Carbon monoxide poisoning is a protean disease characterized by hypoxic injury, metabolic poisoning of cells, reperfusion injury mediated by damage to the inside lining of blood vessels, brain lipid peroxidation, and other pathologic processes. Hyperbaric oxygen therapy is beneficial when delivered hyperacutely, but the dose is less certain when there is delay to treatment. Dr. Harch has presented information at the UHMS meeting showing the benefit of low-pressure HBOT and SPECT brain imaging in the treatment of chronic persistent or delayed neuropsychiatric sequelae of CO poisoning (26). In addition, he has successfully used SPECT brain imaging in acute CO poisoning to help track the patient’s progress. Below is an example of such a case.
Case Presentation:
The patient is a 44 year old male who sustained a 4 hour exposure to propane and carbon monoxide while working in a closed space with a poorly tuned propane-powered forklift. He was taken to a nearby hospital where he was placed on high flow oxygen for 2 hours. Carboxyhemoglobin before discharge was 14%. Over the next 72 hours his headaches, lethargy, dizziness, and cognitive symptoms intensified, prompting referral for evaluation. The patient was treated on a course of HBOT through clinical plateau, but then presented 6 months after the poisoning with persistent neuropsychiatric sequelae.

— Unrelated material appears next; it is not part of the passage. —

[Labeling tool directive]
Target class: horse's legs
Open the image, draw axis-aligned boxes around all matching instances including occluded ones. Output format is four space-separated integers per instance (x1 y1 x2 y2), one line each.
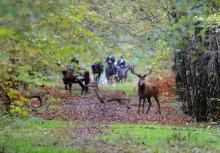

Figure 1 shows SPECT brain imaging on a dual-head scanner immediately prior to first retreatment HBOT. Note the diffuse patchy heterogenous pattern compared to the normals above. Maximum brain blood flow (pixel count) is 258. This is the amount of radioactivity in the smallest measured piece of brain tissue and is proportional to brain blood flow; the higher the pixel count, the higher the blood flow. Color scale is yellow, red, green, blue, purple, black from highest to lowest flow. Images proceed from the base of the brain in the left upper corner to the top of the brain in the lower right hand corner (opposite of the convention above).
Figure 2 is a repeat SPECT scan five days after Figure 1 and four days after a single low pressure HBOT. Note the global smoothing (more normal pattern) and improvement in average blood flow (more yellow) while only showing a minimal increase in maximum pixel count (265).
Figure 3; The patient underwent an additional course of low-pressure HBOT with improvement in symptomatology and psychometric testing that was reflected in improvement on SPECT at the completion of treatment. Again, note the global smoothing effect of HBOT and improvement in overall blood flow with maximum pixel count of 330. The lesser amount of yellow on Figure 3 is misleading and due to computer scaling.
26. Harch PG, et al. HMPAO SPECT brain imaging of acute CO poisoning and delayed neuropsychological sequelae (DNSS). Undersea and Hyperbaric Medicine, 1994;21(Suppl):15.